Julián Redondo
¡Qué cabeza!
Con 29 años cumplidos, a Karim Benzema le cuesta sentar la cabeza. Con esa facilidad innata con que desborda, rompe cinturas y remata, con esa autoridad para pisar el área, fuera del rectángulo de juego pisa charcos en el desierto del Kalahari. Así es él. Ha firmado más autógrafos en el juzgado que en la calle. Tuvo que declarar bajo arresto en la Brigada de Lucha contra el Proxenetismo de París porque cuando conoció a Zahia Dehar, junto a Ribéry, la chica les dijo que era mayor de 18 años y no pasaba de 16. Fue absuelto. Sus accidentes e incidentes de tráfico ya no se cuentan con los dedos de una mano. Continúa pendiente de juicio por el «sextape» de Valbuena. Le acusan de extorsión y está apartado de la selección francesa.
Por ese feo asunto del chantaje al amigo en el que se vio implicado por las malas compañías, el Primer Ministro, Manuel Valls, no le quiere ver con los «bleus». Y ha sido tan categórico y repetitivo en la sentencia que parece que sabía algo del nuevo «affaire» que amenaza al futbolista. Su nombre ha salido en un turbio asunto de blanqueo de dinero y tráfico de drogas. «Liberation» lo llevó a la portada.

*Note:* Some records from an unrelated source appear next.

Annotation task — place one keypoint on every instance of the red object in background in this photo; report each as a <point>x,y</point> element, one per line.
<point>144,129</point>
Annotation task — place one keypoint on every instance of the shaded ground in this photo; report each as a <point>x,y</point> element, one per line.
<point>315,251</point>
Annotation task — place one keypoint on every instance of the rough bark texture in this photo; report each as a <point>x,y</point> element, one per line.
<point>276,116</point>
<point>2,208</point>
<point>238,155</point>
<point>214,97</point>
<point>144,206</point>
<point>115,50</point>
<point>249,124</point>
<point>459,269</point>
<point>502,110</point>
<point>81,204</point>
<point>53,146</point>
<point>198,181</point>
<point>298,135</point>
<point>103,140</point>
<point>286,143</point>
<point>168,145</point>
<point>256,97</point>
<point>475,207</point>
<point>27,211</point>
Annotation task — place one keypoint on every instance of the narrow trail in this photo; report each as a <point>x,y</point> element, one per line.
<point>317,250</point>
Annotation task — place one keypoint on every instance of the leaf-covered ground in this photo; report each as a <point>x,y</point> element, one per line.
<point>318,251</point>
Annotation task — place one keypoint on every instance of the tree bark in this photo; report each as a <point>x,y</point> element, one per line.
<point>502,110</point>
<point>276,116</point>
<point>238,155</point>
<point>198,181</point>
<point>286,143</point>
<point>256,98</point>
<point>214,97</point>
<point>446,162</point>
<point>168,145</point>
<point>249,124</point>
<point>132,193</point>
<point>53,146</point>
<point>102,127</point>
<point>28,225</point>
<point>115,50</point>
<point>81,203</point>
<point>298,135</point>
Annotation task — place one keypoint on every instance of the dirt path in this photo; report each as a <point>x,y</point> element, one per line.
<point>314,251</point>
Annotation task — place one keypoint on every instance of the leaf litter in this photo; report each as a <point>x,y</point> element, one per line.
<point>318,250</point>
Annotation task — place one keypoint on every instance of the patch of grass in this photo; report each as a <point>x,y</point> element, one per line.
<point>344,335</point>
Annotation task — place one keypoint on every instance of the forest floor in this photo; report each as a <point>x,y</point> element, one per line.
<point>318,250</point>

La calidad futbolística de Benzema está reñida con su entorno. Permanece fiel a los amigos de la infancia, que le traen por la calle de la amargura y es incapaz de cerrarles la puerta. Para los bienpensados, Karim es una especie de ONG y para quienes se fijan exclusivamente en los hechos, sin interés alguno por analizarlos, es un gamberro que no se merece lo que el Real Madrid le paga todos los meses: 667.000 euros netos. Le han multado por conducción temeraria con carné y sin carné. Ha infringido en Isla Reunión, en Ibiza, a las puerta de su urbanización y en Atocha. ¡Cabecita loca!